Construction of the $3.7 billion pipeline has been drawing protests since the spring, with the Sioux tribe and environmental activists claiming it could pollute nearby water sources and destroy the tribe’s sacred sites, including burial grounds.

Once on-line, the 1,200-mile pipeline will carry 500,000 gallons of crude oil daily from North Dakota through South Dakota and Iowa to a distribution point in Illinois.

On Tuesday, there were nationwide protests at Army Corps of Engineers offices demanding the US government halt or reroute the pipeline, which is already reportedly 85 percent finished.

Robert F. Kennedy, Jr., son of the late Senator Bobby Kennedy, described the massive scale of the project, which has sparked protests among locals, as well as Indian tribes that are in the path of project, because it has not undergone the proper environmental impact analysis.

“This project is huge – 1,200 miles – only 7 miles less than the XL Pipeline, and the XL Pipeline got a full environmental impact statement,” Kennedy said. “It’s going to create more carbon pollution than 29 coal burning power plants.
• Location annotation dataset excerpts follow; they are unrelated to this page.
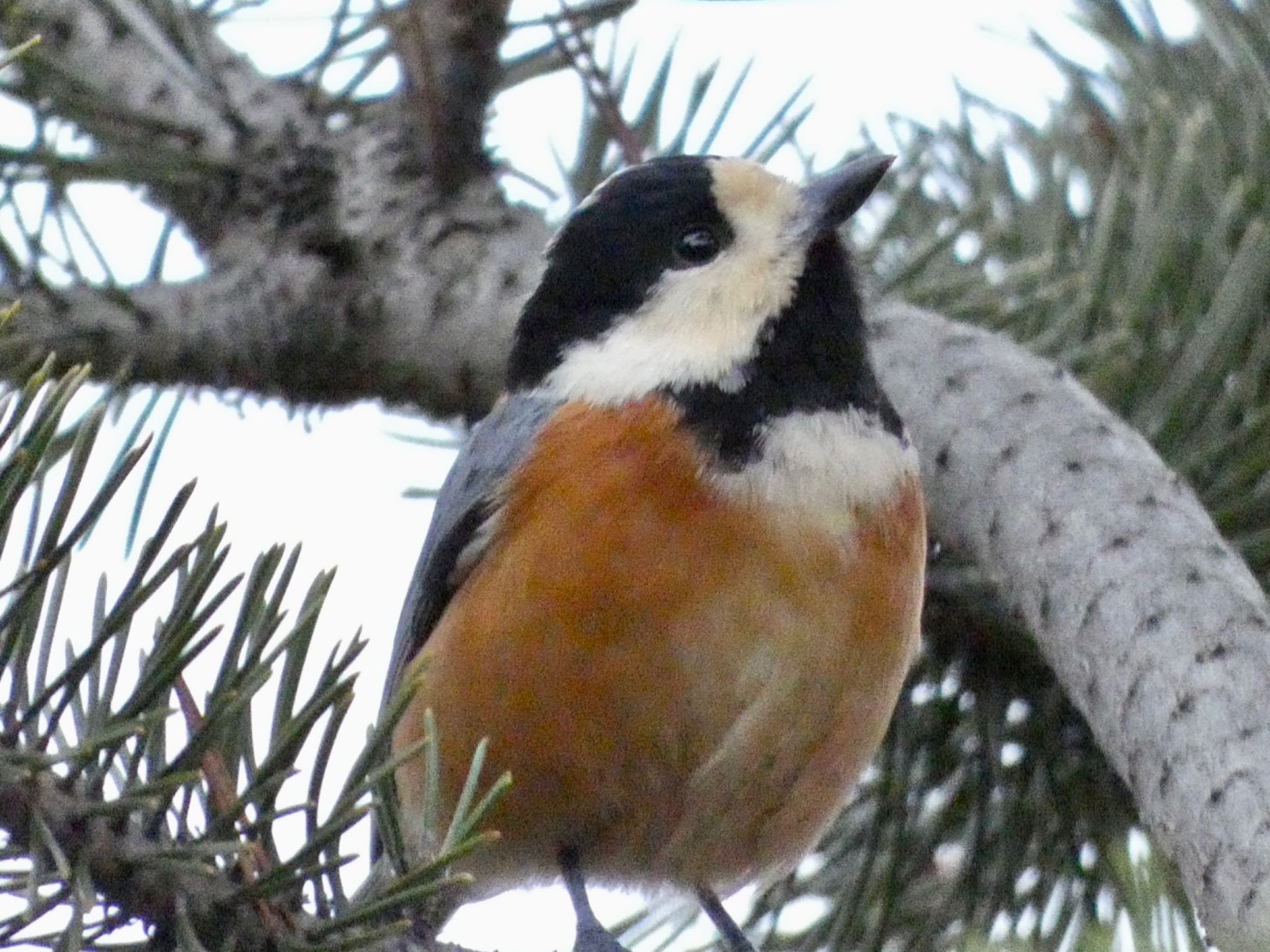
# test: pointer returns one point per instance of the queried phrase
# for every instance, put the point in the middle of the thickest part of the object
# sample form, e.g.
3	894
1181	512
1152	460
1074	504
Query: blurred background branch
351	253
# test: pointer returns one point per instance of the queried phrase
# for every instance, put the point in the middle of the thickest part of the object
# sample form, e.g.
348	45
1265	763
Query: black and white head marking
727	289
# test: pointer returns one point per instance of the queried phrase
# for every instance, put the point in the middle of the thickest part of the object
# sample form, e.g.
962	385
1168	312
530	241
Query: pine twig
596	82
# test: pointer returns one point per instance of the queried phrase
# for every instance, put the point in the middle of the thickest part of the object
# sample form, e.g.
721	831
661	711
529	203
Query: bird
675	576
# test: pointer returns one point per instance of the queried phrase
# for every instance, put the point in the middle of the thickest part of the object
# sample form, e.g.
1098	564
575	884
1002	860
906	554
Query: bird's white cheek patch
833	466
696	327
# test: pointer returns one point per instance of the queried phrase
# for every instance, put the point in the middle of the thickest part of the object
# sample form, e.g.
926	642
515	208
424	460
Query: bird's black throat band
813	357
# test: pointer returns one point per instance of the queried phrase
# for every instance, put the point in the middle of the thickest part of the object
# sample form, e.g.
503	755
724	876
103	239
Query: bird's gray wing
497	444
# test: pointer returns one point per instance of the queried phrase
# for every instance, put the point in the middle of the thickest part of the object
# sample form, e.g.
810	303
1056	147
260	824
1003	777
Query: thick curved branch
448	55
168	106
338	271
1156	628
417	311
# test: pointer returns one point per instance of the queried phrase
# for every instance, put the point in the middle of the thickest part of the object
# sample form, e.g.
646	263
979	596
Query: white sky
335	482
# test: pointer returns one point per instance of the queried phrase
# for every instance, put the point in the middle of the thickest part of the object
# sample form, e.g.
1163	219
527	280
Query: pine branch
1155	627
448	52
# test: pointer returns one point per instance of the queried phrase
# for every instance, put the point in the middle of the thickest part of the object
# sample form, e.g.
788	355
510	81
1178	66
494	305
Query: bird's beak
830	200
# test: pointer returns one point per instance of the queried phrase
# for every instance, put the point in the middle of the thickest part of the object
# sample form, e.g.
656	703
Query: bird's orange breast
683	685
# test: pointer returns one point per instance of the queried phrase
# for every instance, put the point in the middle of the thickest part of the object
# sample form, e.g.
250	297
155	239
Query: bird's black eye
696	245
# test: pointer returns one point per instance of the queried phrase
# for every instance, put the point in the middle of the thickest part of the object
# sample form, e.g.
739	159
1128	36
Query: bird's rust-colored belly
682	685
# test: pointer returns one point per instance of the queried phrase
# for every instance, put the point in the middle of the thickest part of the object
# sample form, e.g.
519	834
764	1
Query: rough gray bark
339	272
1156	628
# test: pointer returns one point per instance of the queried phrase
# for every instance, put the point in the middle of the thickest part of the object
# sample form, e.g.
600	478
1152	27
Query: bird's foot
593	937
732	935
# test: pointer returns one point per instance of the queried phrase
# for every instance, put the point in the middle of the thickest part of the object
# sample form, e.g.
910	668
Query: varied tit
676	575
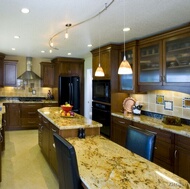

It crosses and disrupts 209 streams, and there are all kinds of other problems, such as cultural areas, Indian graveyards, and these kinds of things – any of those individually you would need to get a full environmental impact statement.”

Kelcy Warren, CEO of Energy Transfer Partners, the company constructing the Dakota Access pipeline, told PBS on Wednesday the work was not being carried out on Native American property. “We’re on private land,” and the pipeline is “new steel pipe.”

“We’re boring underneath Lake Oahe. It’s going to go 90 feet to 150 feet below the lake’s surface,” Warren said. “It’s thick wall pipe, extra thick, by the way, more so than just the normal pipe that we lay.”

Kennedy, an environmental activist, author and attorney, disagrees. “The idea that this company is somehow complying with the law is just wrong. They are the law breakers here.”

At the same time, he expressed admiration for the protesters, who he said are “exercising their constitutional right to petition and protest.” He juxtaposed the “disciplined and peaceful” behavior of the protesters with that of the “law-breaking corporations,” and the “police power of the state” that has been deployed against them.

“The sad thing about this whole spectacle is that the police power of the state has been deployed. And when I say ‘police power,’ I mean an extremely violent, sophisticated military power with acoustic sound guns, pepper spray, tear gas and plastic bullets that are being fired into crowds. That is being deployed against a group on behalf of a law-breaking corporation."

Indian reservations

Kennedy went on to describe the mood among the estimated 300 Indian groups that have turned out to express their anger over the project.

“It’s the biggest convocation for 100 years of Indian nations… and there’s a profound recognition they’re doing something, not just for the native people, but they’re doing something that is critical for the American people and humanity that they are standing up to a carbon producer that is really going to contribute substantially to the destruction of the planet, civilization and humanity.”

According to Kennedy, the land the pipeline runs through is not actually on Indian reservation land; it’s a few feet away. But it’s part of the reservation that was part of the original Treaty of Laramie… and then they found gold in the Black Hills and they said, "We’re not going to pay attention to that anymore."

Kennedy then derided the argument that the pipeline is important for the United States because it will provide “energy independence.” In fact, he argued, the oil would go to other countries, like China, thus negating the “cost-benefit analysis” of the project.

“They would have to show how many jobs we are producing, where is the oil going (until recently, it was illegal to export crude oil), but they had that 40-year old law changed and this oil is going to China. What this project is going to do is enrich a few billionaires… but it’s going to impoverish the rest of the country. And it’s going to injure humanity profoundly."